Parlons d'abord de ce qui frappe en premier et ne lâche plus : le rythme. Ou plutôt, son absence totale, clinique, revendiquée. KH2 semble avoir été conçu par quelqu'un qui avait un quota de cutscenes à remplir et qui a décidé, en toute bonne conscience, qu'aucun dialogue ne serait accélérable, seulement skipable. On se retrouve donc assis, manette posée littéralement toutes les 5 minutes, à écouter des personnages échanger des répliques d'une vacuité sidérante sur fond de piano mélancolique, tout en se rongeant les ongles et priant que quelque chose d'utile pour comprendre l'histoire de fondfinisse par tomber dans le tas.
Spoiler : rarement.
Et le pire, c'est qu'on n'ose pas décrocher. Parce que le lore de KH2 est présenté avec une telle solennité, un tel sérieux de façade, qu'on se dit que la prochaine réplique va enfin tout clarifier. Elle ne le fait pas. Elle ne le fera jamais. On continue quand même avec la furieuse envie de passer les dialogues tant ceux-ci se résument les 3/4 du temps a une addition de bons sentiments teintés de faux mystères.
Parlons-en, du scénario. Kingdom Hearts premier du nom avait une naïveté désarmante qui fonctionnait précisément parce qu'elle était assumée. Un gamin avec une clé comme épée
traverse des univers Disney pour sauver ses amis. C'était bête, c'était beau, c'était cohérent avec son ton.

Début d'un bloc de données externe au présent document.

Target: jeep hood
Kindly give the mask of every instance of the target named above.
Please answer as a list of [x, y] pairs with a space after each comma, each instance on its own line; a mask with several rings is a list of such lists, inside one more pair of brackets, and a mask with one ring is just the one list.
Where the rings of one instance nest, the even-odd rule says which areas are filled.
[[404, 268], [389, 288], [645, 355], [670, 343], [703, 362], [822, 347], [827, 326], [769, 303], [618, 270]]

KH2 décide, lui, de jouer dans la cour des "grands". Il convoque les Similis, l'Organisation XIII, les Sans-Cœurs, les royaumes parallèles, les doubles d'existence, les fragments d'âme dispersés dans le tissu de la réalité… et après tout ça, après des heures de dialectique pseudo-existentielle dans des cutscenes interminables
on découvre que le grand plan de l'Organisation se résume à : fabriquer un très gros cœur.
Parce qu'ils n'ont pas d'émotions, ni de coeur voyez-vous. Sauf qu'ils trahissent, manipulent, s'énervent, s'attachent, souffrent, et meurent avec des monologues dignes d'une Telenovela en 300 épisodes. Mais non, pas d'émotions on vous dit! donc c'est vrai. On ne discute pas.

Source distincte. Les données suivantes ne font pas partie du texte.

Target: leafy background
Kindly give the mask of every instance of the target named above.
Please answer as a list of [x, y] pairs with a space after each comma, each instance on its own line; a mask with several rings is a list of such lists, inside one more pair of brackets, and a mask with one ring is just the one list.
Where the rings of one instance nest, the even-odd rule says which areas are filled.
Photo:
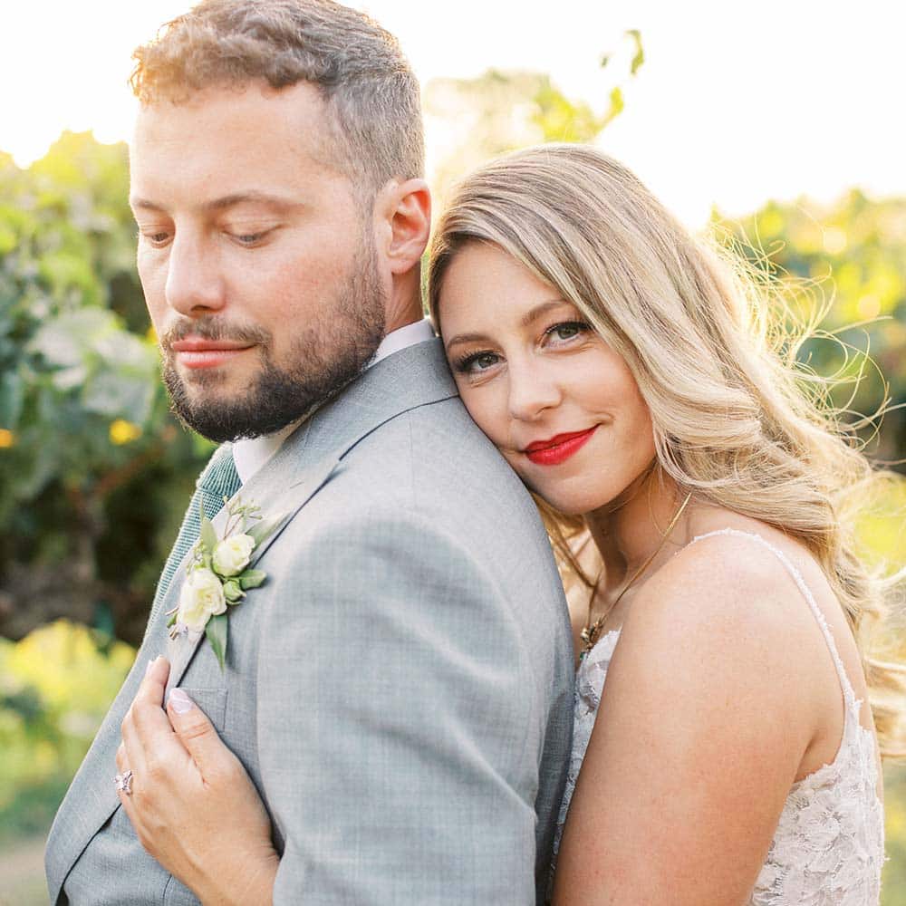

C'est le genre de cohérence interne qui donne envie de poser la manette et d'aller se promener.
Si le scénario fatigue, le level design achève. KH2 propose une carte du monde généreuse… enfin, sur le papier. En pratique, la plupart des destinations sont des retours du premier opus, resservis avec un nouveau costume de boss et un scénario moins bon. Soit. On pouvait l'accepter, avec de la bonne volonté.
Ce qu'on accepte moins bien, c'est la décision visiblement prise avec conviction de vous faire visiter chaque monde deux fois. Une première fois pour planter le décor. Une deuxième fois pour le dénouement. Entre les deux, un micro-scénario propre à chaque univers Disney, écrit avec l'ambition d'un résumé Wikipédia tagué "à sourcer" et la subtilité d'un manuel d'instructions pour meuble en kit.

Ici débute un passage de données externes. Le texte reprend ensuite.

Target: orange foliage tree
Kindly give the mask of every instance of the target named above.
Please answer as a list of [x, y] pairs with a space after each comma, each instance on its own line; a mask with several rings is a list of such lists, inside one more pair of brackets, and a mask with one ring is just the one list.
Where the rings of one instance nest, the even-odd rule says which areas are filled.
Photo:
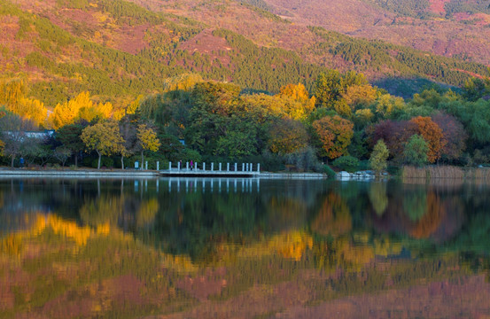
[[325, 116], [312, 125], [322, 142], [323, 156], [334, 160], [346, 152], [354, 136], [353, 122], [334, 115]]
[[442, 129], [430, 117], [417, 116], [410, 120], [410, 122], [415, 124], [415, 134], [422, 136], [429, 146], [427, 160], [430, 163], [434, 163], [440, 158], [447, 143]]
[[274, 153], [289, 154], [308, 145], [308, 135], [299, 121], [277, 120], [269, 129], [269, 149]]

Le premier KH avait quelque chose de réellement plaisant dans la découverte : on arrivait dans un monde, on s'y immergeait, on avait le sentiment d'en être. KH2 transforme ces mêmes mondes en cases à cocher d'une checklist administrative. Bienvenue à Port-Royal. Dépêchez-vous!! (moins d'une heure de jeu selon les syndicats du fun, 3 selon la police des dialogues soporifiques). Revenez dans six heures pour la seconde partie!
En conclusion Kingdom Hearts 2 est un jeu qui se prend pour quelque chose qu'il n'est pas, écrit avec la conviction que la complexité vaut la profondeur, et que l'accumulation de concepts (Similis, Cœurs, Mondes Parallèles, keyblade de substitution) tient lieu d'histoire. Il confond longueur et substance, gravité et intelligence, et punit le joueur curieux en lui offrant des heures de dialogues inaccélérables en guise
de récompense.
Il reste des combats, parfois franchement réussis, nerveux, spectaculaires dans leurs meilleurs moments. Et il reste la nostalgie, celle du premier jeu, qu'on continue de chercher dans celui-ci sans jamais tout à fait la retrouver.
4/10 Pour certains combats, certains éléments de gameplay ajoutés et rafraîchissants, enfin pour le souvenir de ce que la série aurait pu continuer d'être.